Iguana from Vincent Traughber Meis Review
I received a free copy of this book in exchange for a fair and honest review. All opinions are my own.
After losing his parents and terminating long -term relationships, a man moved to Mexico to find a new beginning. In Vincent’s Iguana Traub Mace, he begins a complex relationship with a divorced young father.
Synopsis

Reducing from the end of the long -term relationship and the death of his parents over the years of Covid, Dawson Woznak tries to rediscover in Mexico. He is able to continue his work by working remotely as an editor of a West Coast publisher.

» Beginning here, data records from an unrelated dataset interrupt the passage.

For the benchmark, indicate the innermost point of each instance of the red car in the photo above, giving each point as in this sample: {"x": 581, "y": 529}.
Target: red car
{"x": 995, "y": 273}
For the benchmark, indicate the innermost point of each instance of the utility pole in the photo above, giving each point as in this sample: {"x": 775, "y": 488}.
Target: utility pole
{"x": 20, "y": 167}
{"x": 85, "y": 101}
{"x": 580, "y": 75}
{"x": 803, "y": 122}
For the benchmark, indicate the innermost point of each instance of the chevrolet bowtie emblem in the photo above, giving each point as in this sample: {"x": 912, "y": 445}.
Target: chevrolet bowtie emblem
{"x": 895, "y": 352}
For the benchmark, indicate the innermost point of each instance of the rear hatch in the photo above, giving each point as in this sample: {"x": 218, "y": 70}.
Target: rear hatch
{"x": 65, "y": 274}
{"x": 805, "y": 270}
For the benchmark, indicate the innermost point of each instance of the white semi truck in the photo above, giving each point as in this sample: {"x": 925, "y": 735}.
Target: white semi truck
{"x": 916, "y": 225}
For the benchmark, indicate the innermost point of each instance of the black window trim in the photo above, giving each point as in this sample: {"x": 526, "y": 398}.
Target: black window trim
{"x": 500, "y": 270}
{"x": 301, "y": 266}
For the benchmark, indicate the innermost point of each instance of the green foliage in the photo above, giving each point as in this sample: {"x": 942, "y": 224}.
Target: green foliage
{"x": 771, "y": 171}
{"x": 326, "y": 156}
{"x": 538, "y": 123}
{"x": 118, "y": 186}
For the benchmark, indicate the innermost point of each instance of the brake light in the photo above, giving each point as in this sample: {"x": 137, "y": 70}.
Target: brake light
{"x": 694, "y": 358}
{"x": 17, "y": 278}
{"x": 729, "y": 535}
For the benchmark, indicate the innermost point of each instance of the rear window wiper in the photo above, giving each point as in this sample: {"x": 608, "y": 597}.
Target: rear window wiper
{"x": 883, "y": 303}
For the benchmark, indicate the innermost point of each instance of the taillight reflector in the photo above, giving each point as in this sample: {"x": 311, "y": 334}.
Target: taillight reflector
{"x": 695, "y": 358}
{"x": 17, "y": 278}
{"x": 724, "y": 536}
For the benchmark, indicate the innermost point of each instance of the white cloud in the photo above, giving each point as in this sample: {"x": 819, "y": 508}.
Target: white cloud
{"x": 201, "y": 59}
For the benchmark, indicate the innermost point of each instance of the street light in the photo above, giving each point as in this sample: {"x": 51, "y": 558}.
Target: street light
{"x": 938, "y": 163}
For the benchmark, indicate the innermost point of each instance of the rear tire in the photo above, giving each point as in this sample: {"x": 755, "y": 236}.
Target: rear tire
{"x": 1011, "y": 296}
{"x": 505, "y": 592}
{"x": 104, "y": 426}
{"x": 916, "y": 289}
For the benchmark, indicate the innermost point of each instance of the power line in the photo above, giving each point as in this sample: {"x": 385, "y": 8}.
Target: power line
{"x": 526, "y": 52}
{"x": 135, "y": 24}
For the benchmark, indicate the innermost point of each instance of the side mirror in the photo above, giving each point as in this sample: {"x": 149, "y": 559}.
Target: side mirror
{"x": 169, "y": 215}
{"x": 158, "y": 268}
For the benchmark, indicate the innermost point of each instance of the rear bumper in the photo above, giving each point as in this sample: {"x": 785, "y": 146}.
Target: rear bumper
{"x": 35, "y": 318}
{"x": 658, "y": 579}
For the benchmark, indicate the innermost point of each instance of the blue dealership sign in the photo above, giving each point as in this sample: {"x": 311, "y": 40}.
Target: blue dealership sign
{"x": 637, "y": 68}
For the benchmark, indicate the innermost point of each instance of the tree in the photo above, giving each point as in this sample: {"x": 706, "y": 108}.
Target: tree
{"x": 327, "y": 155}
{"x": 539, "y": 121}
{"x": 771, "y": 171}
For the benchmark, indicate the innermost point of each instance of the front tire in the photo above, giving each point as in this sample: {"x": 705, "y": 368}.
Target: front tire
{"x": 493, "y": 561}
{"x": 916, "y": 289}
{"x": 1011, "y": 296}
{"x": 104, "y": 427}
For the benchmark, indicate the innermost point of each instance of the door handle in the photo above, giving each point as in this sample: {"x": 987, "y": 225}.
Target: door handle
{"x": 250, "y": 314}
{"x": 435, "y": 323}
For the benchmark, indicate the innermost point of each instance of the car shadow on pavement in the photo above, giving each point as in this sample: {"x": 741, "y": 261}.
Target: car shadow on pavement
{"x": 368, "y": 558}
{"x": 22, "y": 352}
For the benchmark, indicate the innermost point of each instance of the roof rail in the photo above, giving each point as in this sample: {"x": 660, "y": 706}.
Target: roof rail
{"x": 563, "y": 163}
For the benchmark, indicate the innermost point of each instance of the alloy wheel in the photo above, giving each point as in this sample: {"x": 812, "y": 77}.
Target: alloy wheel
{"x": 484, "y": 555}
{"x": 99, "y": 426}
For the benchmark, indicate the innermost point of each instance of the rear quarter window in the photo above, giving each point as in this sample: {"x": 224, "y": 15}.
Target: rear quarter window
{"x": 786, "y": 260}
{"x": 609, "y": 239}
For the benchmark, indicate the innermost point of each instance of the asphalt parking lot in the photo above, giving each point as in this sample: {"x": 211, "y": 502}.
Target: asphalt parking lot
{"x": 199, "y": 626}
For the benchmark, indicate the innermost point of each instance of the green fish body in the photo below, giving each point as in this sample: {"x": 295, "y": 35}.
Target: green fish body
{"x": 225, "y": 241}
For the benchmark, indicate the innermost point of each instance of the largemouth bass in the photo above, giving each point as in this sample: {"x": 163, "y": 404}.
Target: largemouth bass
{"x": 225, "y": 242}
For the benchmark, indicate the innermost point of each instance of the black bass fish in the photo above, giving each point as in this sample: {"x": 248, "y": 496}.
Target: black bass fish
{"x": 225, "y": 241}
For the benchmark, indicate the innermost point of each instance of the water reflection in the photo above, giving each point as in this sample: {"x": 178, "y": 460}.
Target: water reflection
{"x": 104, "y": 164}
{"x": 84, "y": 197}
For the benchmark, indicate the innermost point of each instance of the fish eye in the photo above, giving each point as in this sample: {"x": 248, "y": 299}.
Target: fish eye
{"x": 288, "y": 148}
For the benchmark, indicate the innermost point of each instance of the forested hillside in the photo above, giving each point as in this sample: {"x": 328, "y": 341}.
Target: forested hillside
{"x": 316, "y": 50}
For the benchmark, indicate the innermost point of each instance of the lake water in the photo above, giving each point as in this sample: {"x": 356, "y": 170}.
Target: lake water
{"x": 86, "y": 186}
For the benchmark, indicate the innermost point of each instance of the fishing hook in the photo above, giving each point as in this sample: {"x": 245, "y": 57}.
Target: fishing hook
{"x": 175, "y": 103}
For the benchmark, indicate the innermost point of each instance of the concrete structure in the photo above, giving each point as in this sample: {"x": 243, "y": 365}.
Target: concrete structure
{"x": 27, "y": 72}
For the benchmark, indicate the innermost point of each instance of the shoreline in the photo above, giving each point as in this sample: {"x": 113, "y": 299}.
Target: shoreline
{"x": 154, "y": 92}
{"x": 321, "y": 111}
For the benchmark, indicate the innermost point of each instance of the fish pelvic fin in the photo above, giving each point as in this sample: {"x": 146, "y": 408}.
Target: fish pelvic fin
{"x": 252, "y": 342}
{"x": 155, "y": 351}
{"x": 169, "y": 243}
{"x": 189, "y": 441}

He dives into this new world, becoming friends with ex-Mexicans, including the author of the best-selling ones who has abandoned writing, the author of the author who leads him on the path of his new life in a funny sea and a bizarre repatorted Mexican with ideals of a new time.
One evening during a raging thunderstorm, Dawson has a meeting with an iguana and then steals a kiss from a young man uncertain about his sexuality. A minute later, the two witnesses to the death of a young Mexican falling from the roof of the Dawson building. These events are forever connected in his head, outlining a rock connection with Ivan, the divorced father with whom he shared the kiss. Dawson is forced to look at himself strongly and what it means to be a foreigner in Mexico, which makes him make decisions that complicate his life and that of Ivan. They are thrown into a network of emotional, psychological and moral dilemmas. Despite the complications, Dawson believes that his new life is the antidote to the unfulfilled life he has left in the United States. The enigmatic attraction between the two men finds its pace, and they continue to return to each other against all chances, while Dawson’s other friends alternate between warning and applauding his new relationship.
Review
What a deeply engaging and memorable read! The author created complex, relevant and thoughtful characters with whom readers can identify and fall in love. The delicate balance between the life of one’s life and the understanding of the complexity of society plays in the story as history develops and grows, and readers immerse themselves in the life of the characters so carefully.
The heart of this story is the network of topics that intertwine. The heart, which comes with a loss, from the parents of the main character and the young man who falls to his death, even to meeting the titular iguana, made this topic stand out firmly from the beginning. Mixed with this is the topic of identity and vision of the main character has his sexuality, while having to learn about the cultural and social difficulties with which the people with whom he becomes the whole story has made this powerful reading story.
Verdict
Despite, cordial and engaging, the “iguana” of the author of Vincent Traub Mace is a must -have novel. The nature of the story, deepening of the losses that so much experienced during the pandemic of Covid-19 and the idea of personal identity in a changing world, still embedded in deep cultures, has made it one of my favorite readings from 2025 so far. If you are not yet, be sure to take your copy today!
Evaluation: 10/10
For the author

Vincent Mace grew up in Decare, Illinois and graduated from Tulan University in New Orleans.
He has worked as English as a second language teacher (ESL) in the area of San Francisco, Spain, Saudi Arabia and Mexico, publishing many academic articles in his field, as well as articles to teach ESL abroad. He also traveled widely to Europe, North Africa, the Middle East, the Caribbean and the Central and South America. He owns Spanish. As a result of his trips and time abroad, he publishes a number of pieces, mainly travel articles, but also several poems and reviews of books, in publications such as Advocate, La Weekly, in style and our world in the 1980s and 90s. His trips have inspired four novels, all placed at least in part in foreign countries: the desert rose of Eddie (2011), Thio Jorge (2012) and down in Cuba (2013) and Deluge (2016). Thio Jorge in 2012 in Cuba received two bisexual fiction awards in 2012, received two Rainbow awards in 2013. Deluge won the Rainbow Award in 2016. Recently, his stories have been published in several collections, including: new gay fiction, the best gay gay gay gay and the best gay gay gay. Four Call Burds will be published. In 2021, he published two books with Ninestar Press, the mayor of Oak Street, a novel and away from Home, a collection of short stories.